Solo una habitación no sucumbe al ataque. El patrón de la hacienda, Francisco de la Torre y Mier, junto con una docena de sus mejores y más leales hombres, esperan dentro del elegante comedor. Brillantes copas de fino cristal reflejan la luz de los candelabros. El escándalo que se vive afuera contrasta con la tranquilidad de la habitación, donde la servidumbre sirve copas y comida a los que se disponen a defender ¡Cómo si nada estuviera sucediendo! En la misma habitación se encuentra todo el oro y posesiones del hacendado: escrituras, joyas de la familia y lingotes en pesados arcabuces. Todo el patrimonio está custodiado por él mismo.
Sus hombres tienen a la mano una ametralladora Colt-Browning M1895 con 250 disparos por cargador, apuntando de frente hacia donde seguro ingresarán los asaltantes. No temen a nadie. Con sus Colts y rifles, creen que nadie les arrebatará su fuero, o en eso confían.
Cerca de la puerta del comedor se escuchan las detonaciones de la primera puerta que protege la posición del hacendado. Una nube de humo de pólvora pasa por debajo del gran portón. El olor de la dinamita es inconfundible. De la Torre y Mier toma la palabra, mientras se faja su pistola al cinto, se pone de pie y con una mirada desafiante les hace la señal:
—¡Mientras yo esté de pie, nadie deje de disparar! ¿Comprendido? He dejado claro que esta hacienda ha sido, es y será de la estirpe que ahora me honra. Vamos a defender este cuarto como si fuera el último pedazo del país ¡No dejaré que la chusma se apodere de lo que hemos construido por siglos! Aquí no vamos a permitir acciones bárbaras. ¡Esto se hizo con trabajo y honradez! Así lo vamos a defender. ¿Comprendido? ¡Nadie deja de accionar sus armas mientras esté de pie! —Todos asienten.

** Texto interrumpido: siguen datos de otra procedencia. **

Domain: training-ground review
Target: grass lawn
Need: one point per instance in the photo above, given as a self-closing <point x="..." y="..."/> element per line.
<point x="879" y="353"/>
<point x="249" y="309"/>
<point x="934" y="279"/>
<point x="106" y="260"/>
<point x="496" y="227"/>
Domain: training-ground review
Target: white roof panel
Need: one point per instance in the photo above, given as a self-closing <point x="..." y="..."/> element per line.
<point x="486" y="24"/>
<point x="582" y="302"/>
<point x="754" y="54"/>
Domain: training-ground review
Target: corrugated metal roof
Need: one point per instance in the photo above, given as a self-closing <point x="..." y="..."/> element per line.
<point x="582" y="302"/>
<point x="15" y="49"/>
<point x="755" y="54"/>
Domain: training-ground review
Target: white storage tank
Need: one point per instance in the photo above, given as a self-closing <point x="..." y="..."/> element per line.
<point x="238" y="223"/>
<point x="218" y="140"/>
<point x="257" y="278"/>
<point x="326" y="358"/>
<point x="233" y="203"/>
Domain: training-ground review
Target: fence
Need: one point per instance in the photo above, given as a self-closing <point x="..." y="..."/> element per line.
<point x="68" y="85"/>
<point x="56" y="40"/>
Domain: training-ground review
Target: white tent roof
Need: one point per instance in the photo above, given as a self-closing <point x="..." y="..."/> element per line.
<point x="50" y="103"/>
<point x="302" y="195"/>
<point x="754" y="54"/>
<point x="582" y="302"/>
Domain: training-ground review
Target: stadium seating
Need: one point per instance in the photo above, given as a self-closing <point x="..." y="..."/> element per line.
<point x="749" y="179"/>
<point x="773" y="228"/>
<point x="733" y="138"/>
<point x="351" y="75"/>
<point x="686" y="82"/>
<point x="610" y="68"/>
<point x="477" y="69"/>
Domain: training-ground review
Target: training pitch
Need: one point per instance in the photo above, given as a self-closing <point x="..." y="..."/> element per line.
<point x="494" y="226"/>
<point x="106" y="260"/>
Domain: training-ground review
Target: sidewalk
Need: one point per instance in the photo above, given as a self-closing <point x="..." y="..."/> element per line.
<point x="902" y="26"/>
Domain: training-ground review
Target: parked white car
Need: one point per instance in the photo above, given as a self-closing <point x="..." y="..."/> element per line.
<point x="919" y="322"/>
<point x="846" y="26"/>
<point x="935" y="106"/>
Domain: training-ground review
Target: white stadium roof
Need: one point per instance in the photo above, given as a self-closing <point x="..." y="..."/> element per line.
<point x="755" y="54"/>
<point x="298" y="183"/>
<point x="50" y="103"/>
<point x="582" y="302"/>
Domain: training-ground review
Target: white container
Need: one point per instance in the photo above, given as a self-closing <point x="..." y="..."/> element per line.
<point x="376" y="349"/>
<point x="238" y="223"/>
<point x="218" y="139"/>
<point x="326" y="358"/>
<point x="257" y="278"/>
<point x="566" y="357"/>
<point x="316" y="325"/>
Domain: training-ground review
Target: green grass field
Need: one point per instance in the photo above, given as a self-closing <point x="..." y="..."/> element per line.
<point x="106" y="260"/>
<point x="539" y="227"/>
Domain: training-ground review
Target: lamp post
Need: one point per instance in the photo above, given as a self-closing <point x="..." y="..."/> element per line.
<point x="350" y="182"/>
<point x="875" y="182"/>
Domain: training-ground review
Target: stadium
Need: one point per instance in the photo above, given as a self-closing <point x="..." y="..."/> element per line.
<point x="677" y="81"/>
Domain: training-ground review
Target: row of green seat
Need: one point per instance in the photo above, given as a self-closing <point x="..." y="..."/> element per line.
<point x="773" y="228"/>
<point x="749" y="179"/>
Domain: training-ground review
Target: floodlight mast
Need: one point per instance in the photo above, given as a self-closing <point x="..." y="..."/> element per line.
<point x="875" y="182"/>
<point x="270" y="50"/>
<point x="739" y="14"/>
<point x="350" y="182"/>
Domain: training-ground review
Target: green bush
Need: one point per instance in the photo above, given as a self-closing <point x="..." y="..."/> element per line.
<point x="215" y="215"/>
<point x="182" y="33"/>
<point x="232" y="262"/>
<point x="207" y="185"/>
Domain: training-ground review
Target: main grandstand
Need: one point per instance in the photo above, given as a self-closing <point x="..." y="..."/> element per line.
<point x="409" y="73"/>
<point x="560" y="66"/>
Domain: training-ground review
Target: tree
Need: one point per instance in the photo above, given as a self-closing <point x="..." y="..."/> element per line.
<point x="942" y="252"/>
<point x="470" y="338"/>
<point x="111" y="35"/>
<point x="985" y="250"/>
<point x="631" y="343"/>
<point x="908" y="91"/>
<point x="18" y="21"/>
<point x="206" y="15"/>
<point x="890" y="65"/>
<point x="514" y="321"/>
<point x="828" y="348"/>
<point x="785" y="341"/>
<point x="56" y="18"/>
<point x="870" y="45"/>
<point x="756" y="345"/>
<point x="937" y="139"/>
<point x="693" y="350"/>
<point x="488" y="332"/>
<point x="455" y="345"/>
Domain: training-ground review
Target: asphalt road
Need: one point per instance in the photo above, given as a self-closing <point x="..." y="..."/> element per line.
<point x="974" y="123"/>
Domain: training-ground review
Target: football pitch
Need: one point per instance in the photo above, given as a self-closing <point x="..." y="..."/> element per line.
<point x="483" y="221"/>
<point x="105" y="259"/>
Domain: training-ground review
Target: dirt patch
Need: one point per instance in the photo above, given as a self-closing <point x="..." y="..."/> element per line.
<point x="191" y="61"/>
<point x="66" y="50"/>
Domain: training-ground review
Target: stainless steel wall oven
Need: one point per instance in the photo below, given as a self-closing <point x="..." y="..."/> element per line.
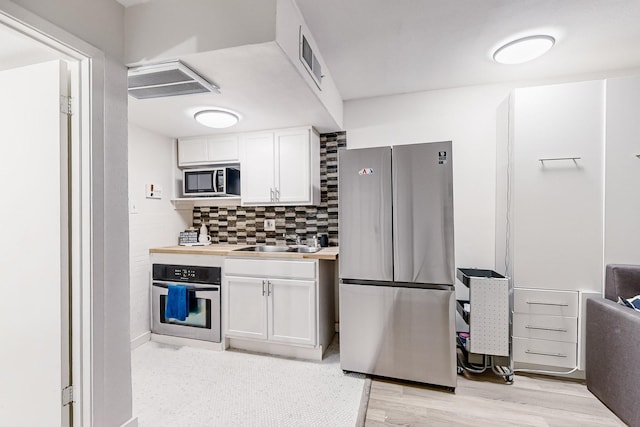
<point x="203" y="293"/>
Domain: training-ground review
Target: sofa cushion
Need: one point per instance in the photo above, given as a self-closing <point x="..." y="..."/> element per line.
<point x="622" y="281"/>
<point x="633" y="303"/>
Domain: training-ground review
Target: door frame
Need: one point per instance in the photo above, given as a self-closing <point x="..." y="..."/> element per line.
<point x="86" y="178"/>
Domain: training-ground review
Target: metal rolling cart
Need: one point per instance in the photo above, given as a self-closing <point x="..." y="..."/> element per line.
<point x="488" y="314"/>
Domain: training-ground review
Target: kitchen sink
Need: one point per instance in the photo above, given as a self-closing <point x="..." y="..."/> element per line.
<point x="265" y="248"/>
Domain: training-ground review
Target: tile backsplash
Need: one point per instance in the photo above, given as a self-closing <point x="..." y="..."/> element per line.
<point x="245" y="224"/>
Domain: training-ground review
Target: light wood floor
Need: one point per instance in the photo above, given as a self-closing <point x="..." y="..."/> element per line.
<point x="485" y="400"/>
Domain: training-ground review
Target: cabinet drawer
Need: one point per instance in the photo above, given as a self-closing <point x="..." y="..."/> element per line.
<point x="543" y="352"/>
<point x="293" y="269"/>
<point x="554" y="303"/>
<point x="556" y="328"/>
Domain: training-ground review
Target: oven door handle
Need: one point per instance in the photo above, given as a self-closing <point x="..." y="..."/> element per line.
<point x="212" y="288"/>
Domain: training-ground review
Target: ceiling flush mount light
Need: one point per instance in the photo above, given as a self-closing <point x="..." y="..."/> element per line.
<point x="218" y="119"/>
<point x="524" y="49"/>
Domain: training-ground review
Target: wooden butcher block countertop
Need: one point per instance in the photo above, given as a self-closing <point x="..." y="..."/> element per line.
<point x="330" y="253"/>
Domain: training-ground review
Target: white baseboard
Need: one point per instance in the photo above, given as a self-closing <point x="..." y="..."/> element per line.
<point x="141" y="339"/>
<point x="188" y="342"/>
<point x="277" y="349"/>
<point x="133" y="422"/>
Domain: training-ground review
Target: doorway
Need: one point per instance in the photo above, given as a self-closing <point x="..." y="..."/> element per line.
<point x="45" y="217"/>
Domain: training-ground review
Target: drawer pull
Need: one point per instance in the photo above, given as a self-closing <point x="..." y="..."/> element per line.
<point x="546" y="329"/>
<point x="548" y="303"/>
<point x="546" y="354"/>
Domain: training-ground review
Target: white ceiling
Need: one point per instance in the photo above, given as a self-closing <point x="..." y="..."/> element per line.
<point x="257" y="81"/>
<point x="17" y="50"/>
<point x="382" y="47"/>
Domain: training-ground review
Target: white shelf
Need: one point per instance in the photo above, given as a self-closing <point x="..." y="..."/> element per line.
<point x="190" y="202"/>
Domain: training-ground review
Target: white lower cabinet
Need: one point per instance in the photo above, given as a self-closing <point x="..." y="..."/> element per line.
<point x="272" y="304"/>
<point x="246" y="307"/>
<point x="291" y="314"/>
<point x="277" y="310"/>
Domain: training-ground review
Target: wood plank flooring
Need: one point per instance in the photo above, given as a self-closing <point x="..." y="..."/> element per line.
<point x="485" y="400"/>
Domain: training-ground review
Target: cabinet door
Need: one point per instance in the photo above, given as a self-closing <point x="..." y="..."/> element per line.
<point x="257" y="158"/>
<point x="246" y="307"/>
<point x="223" y="149"/>
<point x="293" y="166"/>
<point x="557" y="204"/>
<point x="622" y="200"/>
<point x="292" y="311"/>
<point x="192" y="151"/>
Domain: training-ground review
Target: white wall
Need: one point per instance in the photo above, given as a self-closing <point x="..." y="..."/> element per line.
<point x="101" y="24"/>
<point x="168" y="29"/>
<point x="468" y="117"/>
<point x="156" y="223"/>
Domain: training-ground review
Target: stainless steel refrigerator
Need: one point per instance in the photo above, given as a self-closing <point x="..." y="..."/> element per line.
<point x="397" y="271"/>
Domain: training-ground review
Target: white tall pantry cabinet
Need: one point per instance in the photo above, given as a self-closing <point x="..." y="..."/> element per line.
<point x="566" y="206"/>
<point x="622" y="179"/>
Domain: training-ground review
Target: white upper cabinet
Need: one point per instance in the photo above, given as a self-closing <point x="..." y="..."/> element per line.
<point x="208" y="150"/>
<point x="281" y="167"/>
<point x="258" y="168"/>
<point x="557" y="191"/>
<point x="622" y="198"/>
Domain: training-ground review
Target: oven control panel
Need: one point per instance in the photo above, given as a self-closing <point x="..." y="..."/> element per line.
<point x="186" y="273"/>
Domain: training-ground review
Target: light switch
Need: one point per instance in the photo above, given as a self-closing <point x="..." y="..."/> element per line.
<point x="153" y="191"/>
<point x="133" y="206"/>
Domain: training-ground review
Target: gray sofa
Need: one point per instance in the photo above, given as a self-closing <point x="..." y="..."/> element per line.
<point x="613" y="345"/>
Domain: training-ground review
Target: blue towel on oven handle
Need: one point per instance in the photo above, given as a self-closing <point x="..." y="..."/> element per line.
<point x="177" y="305"/>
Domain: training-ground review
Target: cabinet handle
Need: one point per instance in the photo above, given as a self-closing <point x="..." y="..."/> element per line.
<point x="546" y="354"/>
<point x="545" y="329"/>
<point x="548" y="303"/>
<point x="553" y="159"/>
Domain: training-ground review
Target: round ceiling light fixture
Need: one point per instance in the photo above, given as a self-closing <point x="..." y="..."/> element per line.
<point x="524" y="49"/>
<point x="216" y="118"/>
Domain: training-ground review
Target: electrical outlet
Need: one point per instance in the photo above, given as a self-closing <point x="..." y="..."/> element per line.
<point x="133" y="206"/>
<point x="269" y="225"/>
<point x="153" y="191"/>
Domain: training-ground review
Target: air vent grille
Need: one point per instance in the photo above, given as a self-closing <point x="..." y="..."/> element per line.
<point x="166" y="79"/>
<point x="310" y="61"/>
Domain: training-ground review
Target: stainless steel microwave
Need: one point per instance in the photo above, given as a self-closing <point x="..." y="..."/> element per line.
<point x="211" y="182"/>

Se observa cómo el portón intenta abrirse. Los intentos de forzar el gran aldabón de hierro forjado a mano son constantes. —Prevenidos —dice el hacendado. Una vez que los hombres de Higinio logran romper el portón, se cuentan por cientos. El hacendado da la orden:
—¡Ahora!
En una pertinaz locura de sangre y heridos desfigurados, la ametralladora Colt-Browning M1895 entra en acción, destrozando a quienes intentan ingresar y dejando una línea de muertos a lo largo del gran pasillo. Ninguno quedó con vida. Un segundo grupo de hombres se parapeta detrás de los grandes pilares al observar que el monstruo mecánico, que nunca antes habían visto, deja de disparar.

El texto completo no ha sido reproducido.